L’effetto finale di una ricerca come questa è quello di dare “una spinta” ad una modalità di diagnosi e terapia profondamente correlata con l’aspetto farmacologico e non certo al cambio di comportamenti che può invece diventare un caposaldo nella difesa della propria salute e del proprio benessere.
È ovvio che nella statistica medica esista sempre qualcosa di incommensurabile: nei commenti dei diversi articoli pubblicati nei giorni scorsi, si legge spesso il richiamo personale alla storia dello zio o del nonno che pur fumando tantissimo, non si è mai ammalato ed è morto ultracentenario, o all’opposto, la storia di persone molto sane dal punto di vista del comportamento che hanno invece incontrato sulla loro strada la forma tumorale in età giovanile.
Si tratta fortunatamente di eccezioni dal punto di vista statistico e non della consuetudine.I lavori svolti dalla WCRF (World Cancer Research Fund) che hanno correlato dieta, tumore, resistenza insulinica e ambiente sono validi e stanno facendosi strada finalmente dalla coscienza popolare.

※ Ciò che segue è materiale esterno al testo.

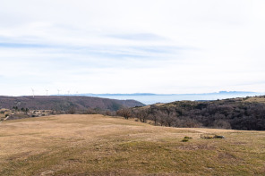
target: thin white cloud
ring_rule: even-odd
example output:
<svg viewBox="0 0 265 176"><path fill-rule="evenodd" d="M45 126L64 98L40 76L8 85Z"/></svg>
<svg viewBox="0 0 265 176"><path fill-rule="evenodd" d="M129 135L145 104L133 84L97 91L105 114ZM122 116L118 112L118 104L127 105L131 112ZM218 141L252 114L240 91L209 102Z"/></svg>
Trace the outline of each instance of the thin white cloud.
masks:
<svg viewBox="0 0 265 176"><path fill-rule="evenodd" d="M4 0L1 94L263 92L264 9L261 0Z"/></svg>

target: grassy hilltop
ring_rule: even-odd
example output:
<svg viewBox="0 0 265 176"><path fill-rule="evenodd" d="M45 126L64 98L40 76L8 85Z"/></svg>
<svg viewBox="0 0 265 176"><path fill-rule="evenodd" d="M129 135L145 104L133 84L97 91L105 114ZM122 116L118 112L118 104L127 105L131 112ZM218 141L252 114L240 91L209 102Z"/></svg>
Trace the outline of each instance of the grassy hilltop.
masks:
<svg viewBox="0 0 265 176"><path fill-rule="evenodd" d="M226 138L201 138L214 134ZM264 175L264 146L265 131L28 118L0 122L0 175Z"/></svg>

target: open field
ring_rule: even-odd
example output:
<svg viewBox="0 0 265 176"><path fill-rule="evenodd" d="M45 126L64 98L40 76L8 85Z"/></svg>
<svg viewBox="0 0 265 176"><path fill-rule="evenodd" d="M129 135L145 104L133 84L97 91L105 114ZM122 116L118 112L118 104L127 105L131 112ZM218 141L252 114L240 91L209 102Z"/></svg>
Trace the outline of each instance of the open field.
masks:
<svg viewBox="0 0 265 176"><path fill-rule="evenodd" d="M226 138L204 139L201 134ZM188 142L182 142L185 137ZM0 175L264 175L265 131L176 129L102 115L0 123Z"/></svg>

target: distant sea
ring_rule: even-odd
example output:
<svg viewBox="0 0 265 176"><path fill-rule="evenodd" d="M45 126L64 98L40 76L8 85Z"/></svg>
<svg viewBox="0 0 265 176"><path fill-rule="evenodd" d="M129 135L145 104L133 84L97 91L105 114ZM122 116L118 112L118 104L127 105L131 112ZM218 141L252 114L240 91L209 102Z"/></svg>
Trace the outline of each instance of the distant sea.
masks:
<svg viewBox="0 0 265 176"><path fill-rule="evenodd" d="M218 93L207 93L207 94L79 94L76 96L98 96L110 99L128 100L133 99L140 101L145 105L152 105L156 103L169 103L181 100L191 101L207 101L226 99L233 97L245 97L252 96L262 96L265 93L257 92L227 92L221 91Z"/></svg>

La possibilità di contrastare la sfortuna (bad luck) con i comportamenti salutari (healthy choices) è saldamente nelle mani di ognuno. Questo significa ridare ad ogni persona la consapevolezza della propria autonomia e la capacità di agire per il proprio benessere.
Lasciare spazio a affermazioni come quelle fatte nell’articolo citato apre solo la strada ad una dipendenza da esami, da farmaci e da indagini diagnostiche o cliniche che poco hanno a che vedere con una salute che sia espressione della autonomia che ogni essere umano merita di conquistare.